We are moving in a world, nay we are parts of a world, through which God is always manifesting himself, in which God is always putting forth his energy! Our own life, instead of being a limited vulgar thing made by ourselves, is in the closest contact with Divine mysteries, with the Divine infinity! Our feeling therefore ought to be one of reverence for our mutual obligations and affections, for ourselves and our doings! And this mystical mode of regarding life, instead of being dreamy and unwholesome, has an immediate and most salutary bearing on practical morality. In order that we may do our duty faithfully, we greatly need, not only a persuasion that certain rules are for the best, but a constraining sense of obligation, a deep feeling of reverence. And it was with this that St Paul reinforced the accepted teaching of morality. Others could say, Let the husband treat his wife with the love of the stronger, and let the wife pay back to her husband the love of the weaker. Or they could say, Let parents bring up their children kindly and wisely, and let children obey and honour their parents. Or, Let masters be just and considerate, and let servants be loyal and honest. But then we know what terrible difficulties hinder us in the discharge of our duties, how much irritation is apt to be engendered between those who are thrown most closely together, how men are plagued by arrogance, obstinacy, jealousy, indolence, perverse or passionate desire. Against such influences, with the ready sophistry of excuses which they command, maxims based upon calculations about the general happiness are apt to prove weak. The Christian teacher says, Remember the Lord your God. You have to do with the Father, with Christ, with the Holy Spirit. The secrets of the heart are naked and open to the eyes of him with whom we have to do. Remember that God has brought you, man and wife, together. You were indeed mutually attracted, but this was a part of God’s instrumentality for making you man and wife. And this relation into which you have been brought is, depend upon it, a very solemn one. It is not one of pleasure only; it is one of blessed heavenly discipline. Don’t imagine you are free to do as you please. Your faithfulness is due not only to each other but to the Lord. You who are parents, be sure that it is God who has given you your children. You are to bring them up for him.

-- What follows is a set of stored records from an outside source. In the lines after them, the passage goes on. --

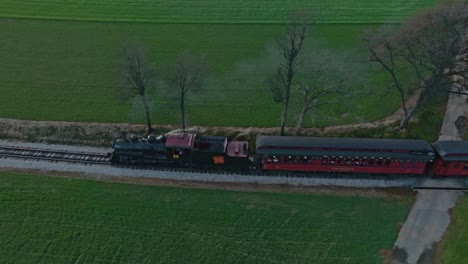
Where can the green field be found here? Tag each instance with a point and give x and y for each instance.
(452, 249)
(214, 11)
(57, 220)
(70, 70)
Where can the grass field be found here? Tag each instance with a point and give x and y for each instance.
(56, 220)
(452, 249)
(69, 70)
(65, 70)
(214, 11)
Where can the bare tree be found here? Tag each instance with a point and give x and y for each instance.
(140, 77)
(384, 51)
(322, 85)
(187, 76)
(435, 43)
(281, 82)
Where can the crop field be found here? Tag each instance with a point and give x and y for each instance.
(214, 11)
(57, 220)
(58, 68)
(452, 249)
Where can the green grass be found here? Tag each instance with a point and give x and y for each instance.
(214, 11)
(56, 220)
(69, 70)
(452, 249)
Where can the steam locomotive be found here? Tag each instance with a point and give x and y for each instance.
(290, 153)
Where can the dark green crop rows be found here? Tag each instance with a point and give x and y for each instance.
(57, 220)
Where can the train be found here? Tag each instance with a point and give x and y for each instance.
(296, 154)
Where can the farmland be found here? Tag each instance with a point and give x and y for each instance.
(45, 219)
(213, 11)
(66, 66)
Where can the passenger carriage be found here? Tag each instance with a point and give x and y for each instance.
(361, 155)
(451, 158)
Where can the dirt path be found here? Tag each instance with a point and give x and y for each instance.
(430, 217)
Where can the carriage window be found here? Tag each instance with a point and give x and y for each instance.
(356, 161)
(273, 159)
(364, 162)
(324, 161)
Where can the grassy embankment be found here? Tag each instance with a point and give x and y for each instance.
(452, 249)
(69, 70)
(57, 220)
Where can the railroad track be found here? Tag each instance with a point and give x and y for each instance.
(53, 155)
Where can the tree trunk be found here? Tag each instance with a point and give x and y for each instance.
(300, 122)
(182, 110)
(283, 117)
(148, 118)
(406, 119)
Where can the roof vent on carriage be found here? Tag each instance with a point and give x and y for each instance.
(180, 140)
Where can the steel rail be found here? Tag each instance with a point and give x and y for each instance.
(53, 155)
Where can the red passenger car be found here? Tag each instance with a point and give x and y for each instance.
(362, 155)
(451, 158)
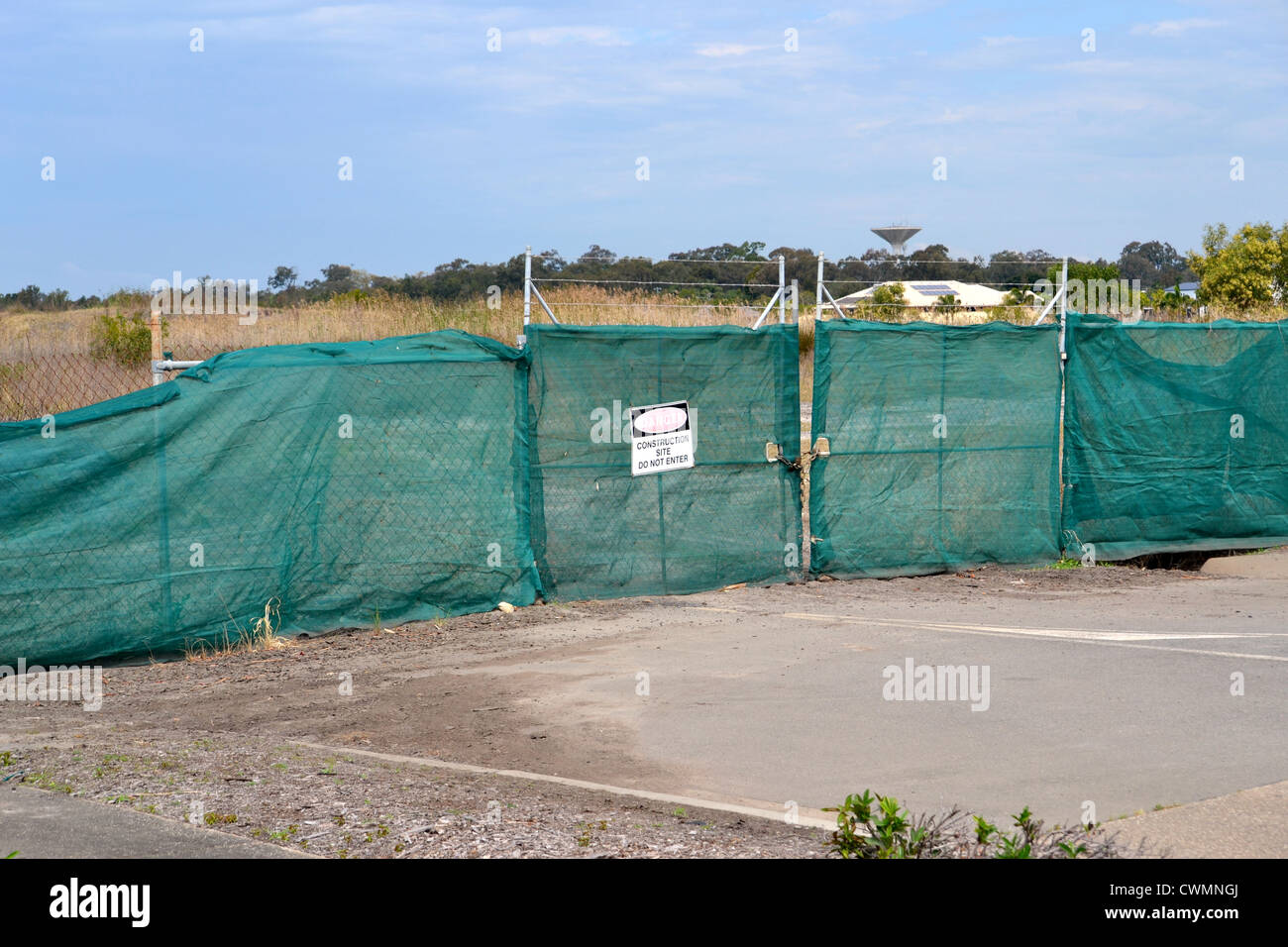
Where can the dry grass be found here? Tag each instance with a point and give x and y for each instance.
(46, 367)
(262, 635)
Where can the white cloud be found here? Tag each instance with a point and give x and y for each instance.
(1175, 27)
(592, 35)
(721, 50)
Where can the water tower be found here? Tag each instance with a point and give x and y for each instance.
(897, 237)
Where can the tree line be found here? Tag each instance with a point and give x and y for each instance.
(1245, 268)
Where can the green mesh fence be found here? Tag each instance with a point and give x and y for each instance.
(1176, 436)
(597, 530)
(342, 480)
(943, 447)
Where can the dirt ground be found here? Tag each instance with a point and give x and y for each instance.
(214, 740)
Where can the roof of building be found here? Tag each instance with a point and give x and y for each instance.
(926, 292)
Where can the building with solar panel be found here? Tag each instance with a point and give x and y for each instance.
(927, 294)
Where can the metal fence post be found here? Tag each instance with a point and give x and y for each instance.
(527, 295)
(155, 325)
(782, 287)
(818, 291)
(1064, 296)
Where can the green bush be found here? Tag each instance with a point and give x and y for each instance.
(879, 827)
(124, 339)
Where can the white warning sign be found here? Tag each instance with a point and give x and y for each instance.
(661, 438)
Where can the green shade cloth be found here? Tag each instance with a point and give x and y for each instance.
(943, 447)
(600, 532)
(1176, 436)
(174, 514)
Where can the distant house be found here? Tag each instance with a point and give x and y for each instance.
(925, 294)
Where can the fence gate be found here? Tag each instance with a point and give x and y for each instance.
(943, 447)
(1176, 437)
(605, 527)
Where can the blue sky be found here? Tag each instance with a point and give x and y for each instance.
(226, 161)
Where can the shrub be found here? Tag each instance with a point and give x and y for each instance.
(879, 827)
(124, 339)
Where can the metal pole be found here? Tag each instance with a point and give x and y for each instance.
(527, 294)
(155, 325)
(782, 289)
(818, 291)
(1064, 298)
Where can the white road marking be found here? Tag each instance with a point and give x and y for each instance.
(814, 818)
(1122, 639)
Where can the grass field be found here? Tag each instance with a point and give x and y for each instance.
(48, 363)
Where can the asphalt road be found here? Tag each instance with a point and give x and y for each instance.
(1100, 702)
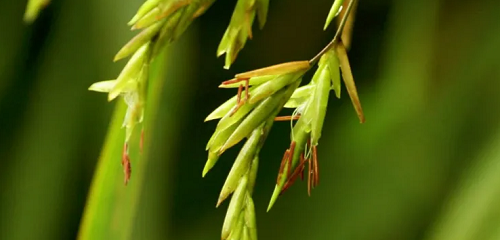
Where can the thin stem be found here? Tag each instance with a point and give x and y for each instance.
(337, 34)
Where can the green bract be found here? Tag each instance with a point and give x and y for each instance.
(161, 21)
(240, 28)
(311, 102)
(243, 118)
(334, 11)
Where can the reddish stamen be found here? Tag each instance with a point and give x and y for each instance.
(238, 97)
(236, 108)
(290, 158)
(287, 118)
(298, 171)
(247, 89)
(141, 142)
(302, 160)
(309, 175)
(127, 169)
(316, 168)
(282, 165)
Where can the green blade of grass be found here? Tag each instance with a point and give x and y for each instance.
(112, 206)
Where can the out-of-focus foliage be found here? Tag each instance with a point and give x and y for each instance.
(423, 166)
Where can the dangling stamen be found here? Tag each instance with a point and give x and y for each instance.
(238, 97)
(290, 158)
(127, 169)
(316, 168)
(302, 159)
(298, 171)
(309, 175)
(240, 91)
(287, 118)
(282, 166)
(141, 142)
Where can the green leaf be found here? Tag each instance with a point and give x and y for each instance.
(109, 199)
(241, 165)
(234, 210)
(349, 80)
(333, 12)
(262, 8)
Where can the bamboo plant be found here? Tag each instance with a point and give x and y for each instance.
(251, 113)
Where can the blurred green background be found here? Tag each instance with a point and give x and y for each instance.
(425, 165)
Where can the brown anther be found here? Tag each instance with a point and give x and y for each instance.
(316, 168)
(127, 169)
(141, 142)
(247, 89)
(309, 175)
(238, 97)
(236, 108)
(299, 170)
(292, 149)
(282, 165)
(302, 160)
(287, 118)
(239, 101)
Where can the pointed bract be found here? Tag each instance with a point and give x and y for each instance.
(334, 11)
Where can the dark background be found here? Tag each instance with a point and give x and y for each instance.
(425, 165)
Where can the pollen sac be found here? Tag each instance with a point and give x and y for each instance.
(266, 92)
(240, 28)
(311, 102)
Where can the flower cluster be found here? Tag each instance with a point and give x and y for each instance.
(250, 114)
(161, 22)
(240, 28)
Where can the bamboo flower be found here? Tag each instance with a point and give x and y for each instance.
(240, 28)
(161, 22)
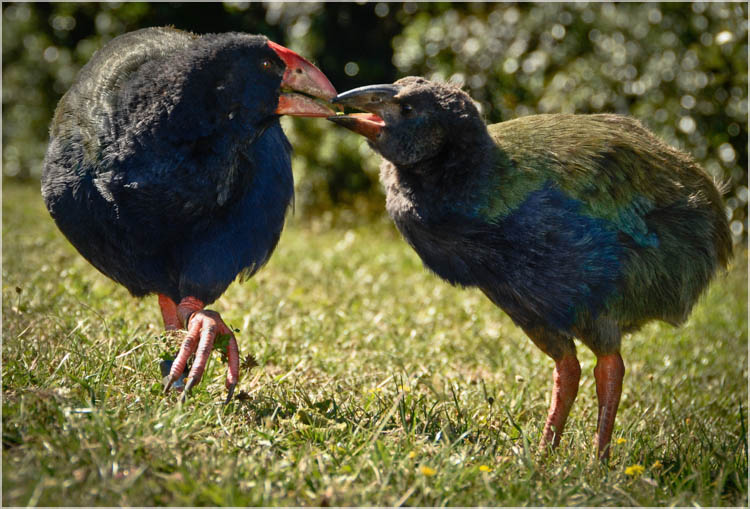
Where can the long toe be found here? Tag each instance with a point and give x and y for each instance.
(204, 328)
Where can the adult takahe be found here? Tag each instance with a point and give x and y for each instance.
(168, 170)
(582, 226)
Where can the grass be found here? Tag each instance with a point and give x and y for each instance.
(376, 384)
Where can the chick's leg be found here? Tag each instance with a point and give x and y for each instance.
(564, 392)
(609, 372)
(566, 377)
(169, 313)
(203, 326)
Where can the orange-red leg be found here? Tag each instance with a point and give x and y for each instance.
(566, 378)
(609, 372)
(169, 313)
(203, 326)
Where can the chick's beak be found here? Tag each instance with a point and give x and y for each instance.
(375, 100)
(302, 76)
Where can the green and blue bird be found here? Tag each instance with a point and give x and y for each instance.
(577, 226)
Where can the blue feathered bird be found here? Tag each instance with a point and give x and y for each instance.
(582, 226)
(168, 170)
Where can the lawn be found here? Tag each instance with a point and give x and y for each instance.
(375, 384)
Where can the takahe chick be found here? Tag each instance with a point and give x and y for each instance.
(168, 170)
(582, 226)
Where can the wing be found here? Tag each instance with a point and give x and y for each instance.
(615, 168)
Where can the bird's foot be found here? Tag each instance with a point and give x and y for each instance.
(203, 328)
(564, 391)
(609, 372)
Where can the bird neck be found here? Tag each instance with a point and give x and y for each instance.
(450, 178)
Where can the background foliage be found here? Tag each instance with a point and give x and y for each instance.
(680, 68)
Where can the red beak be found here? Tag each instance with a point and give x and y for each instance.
(302, 76)
(368, 125)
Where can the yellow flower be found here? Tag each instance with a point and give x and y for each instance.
(429, 472)
(634, 470)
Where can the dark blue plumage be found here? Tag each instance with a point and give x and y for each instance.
(168, 170)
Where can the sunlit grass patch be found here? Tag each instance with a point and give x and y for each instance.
(376, 384)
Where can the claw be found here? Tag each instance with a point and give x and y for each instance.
(188, 387)
(168, 384)
(230, 394)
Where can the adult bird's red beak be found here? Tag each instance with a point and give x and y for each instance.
(302, 76)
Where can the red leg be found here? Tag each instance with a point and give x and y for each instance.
(609, 372)
(203, 326)
(169, 313)
(564, 391)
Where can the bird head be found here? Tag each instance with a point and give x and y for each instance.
(410, 120)
(252, 79)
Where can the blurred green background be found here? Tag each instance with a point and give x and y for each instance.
(680, 68)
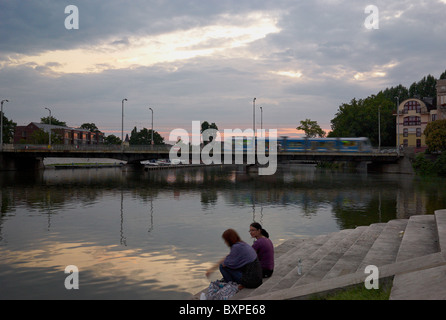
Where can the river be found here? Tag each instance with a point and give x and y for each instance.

They are not to be your playthings, or objects for your pride to feed on; they are God’s children as well as yours. It will be no trifling matter for you, if you by neglect or selfishness manage to alienate them from God. Children, respect the parents whom God has set over you. He is your heavenly Father, they are parents through whom he teaches you what his fatherhood is. See in them not only such earthly creatures as they may happen to be, but representatives and ministers of God. Masters, bear in mind that you are God’s commissioners, appointed to see that some of his work is done. Beware of selfish arrogance. Expel it by the remembrance of your Master in Heaven.

Servants, the just commands which come to you are not the wilfulness of one whose better fortune you may envy and resent, but the commands of the heavenly Master who makes the universal order. Obey, not only for the sake of the earthly superior under whom you are placed, or in proportion to his worthiness, but with the devout and loyal submission of the heart to God.

Brethren, when you hear this Christian enforcement of your common duties, let not fear alone enter into your hearts, though you may well revere with trembling. Surely in these views of life there is light and hope also. We have the privilege of looking up to the Source of health and strength. Our affections may be refined, purified, made heavenly. Our prospects are not buried in the grave. If we let Christ unite us according to his law to those around us, we may know Christ the better through them, we may know and love them the better through Christ.